Yates’s article is informative. The role played by Yates is that of a news reporter. His article begins with a typical, dull, straightforward statement one would find in a newspaper: Two new processors form Intel Corp. boost performance on PCs from IBM and Compaq Computer Corp. to new heights (35). The article provides a lot of sometimes-irrelevant information and doesn’t portray any feelings. Thus, Yates, like Spector, doesn’t use pathos in his article. He doesn’t develop a close relationship with the reader because he doesn’t provide any advice on the chips. A feeling of separation occurs in the reader’s mind because he or she feels that Yates is just throwing out facts without showing any concern for his audience. This has a dramatic impact because the reader is always alienated from the subject and never gains full interest. This is also due to the complex language Yates uses.

Yates assumes that the reader is familiar with basic computer terminology like L2-equipped, expansion, and non-cache chip (40). Unlike Spector, he takes time to define some of these words. Unfortunately, the strategy works against him because Yates wastes too much time on explaining, which distracts the reader.
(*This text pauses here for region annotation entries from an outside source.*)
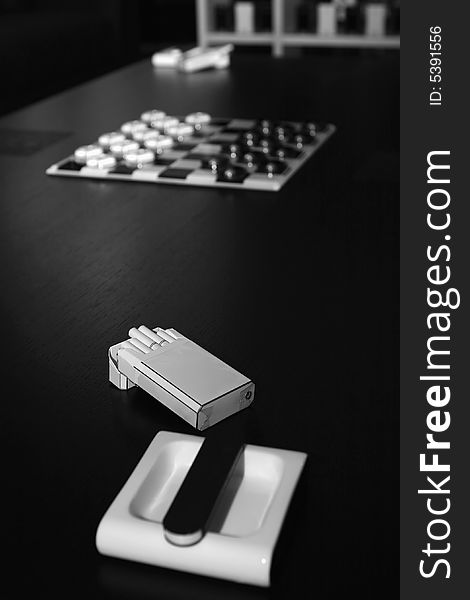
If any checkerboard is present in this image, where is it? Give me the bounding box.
[46,113,335,191]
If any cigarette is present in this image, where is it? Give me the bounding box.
[139,325,167,346]
[129,327,155,348]
[157,327,175,344]
[129,338,150,354]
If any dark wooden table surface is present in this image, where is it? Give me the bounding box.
[0,53,399,600]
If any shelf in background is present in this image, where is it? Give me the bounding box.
[196,0,400,56]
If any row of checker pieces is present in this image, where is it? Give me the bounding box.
[58,119,325,183]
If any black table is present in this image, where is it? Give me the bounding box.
[0,52,399,599]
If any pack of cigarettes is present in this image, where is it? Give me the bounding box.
[152,44,233,73]
[108,325,255,430]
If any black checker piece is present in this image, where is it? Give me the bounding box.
[109,164,137,175]
[202,154,230,173]
[158,168,194,179]
[271,146,302,160]
[171,142,197,152]
[153,156,176,165]
[257,160,287,175]
[217,165,249,183]
[57,160,85,171]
Like Spector, Yates also uses short sentences to keep the article flowing at a fast pace. However, the vocabulary level is much more complex. Many words like miniscule, disparity, and nomenclature which may not be part of the reader’s vocabulary are present (35). Yates provides plenty of context clues for experienced readers to decipher the meaning of the word. For example, by looking at the miniscule savings just aren’t worth the performance hit, the reader should be able to figure out the meaning of miniscule. Yates also uses many abbreviations like Corp., PCI, and ISA to save paper space. He assumes that the reader is familiar with them. Finally, he repeats the words Celeron and PII throughout the article to help differentiate between the chip that is being discussed. Overall, Yates doesn’t do a good job in presenting his argument.

Between the two articles, Lincoln Spector’s Double Feature was more effective. The use of various sources of evidence, a neutral tone, logical organization, and simple language helps the reader easily understand Spector’s topic. Although Yates’s article shares some of these characteristics, Spector does a better job than Yates in analyzing and giving advice on the two chips. After reading the articles, I am convinced of Spector’s credibility. Upon seeing the way Yates writes, I think that he has little knowledgeable on the subject. Thus, inexperienced computer buyers interested in gaining insight on the Celeron and the PII should read Double Feature. Reading this article will help prepare them better to face the challenge of buying the right computer.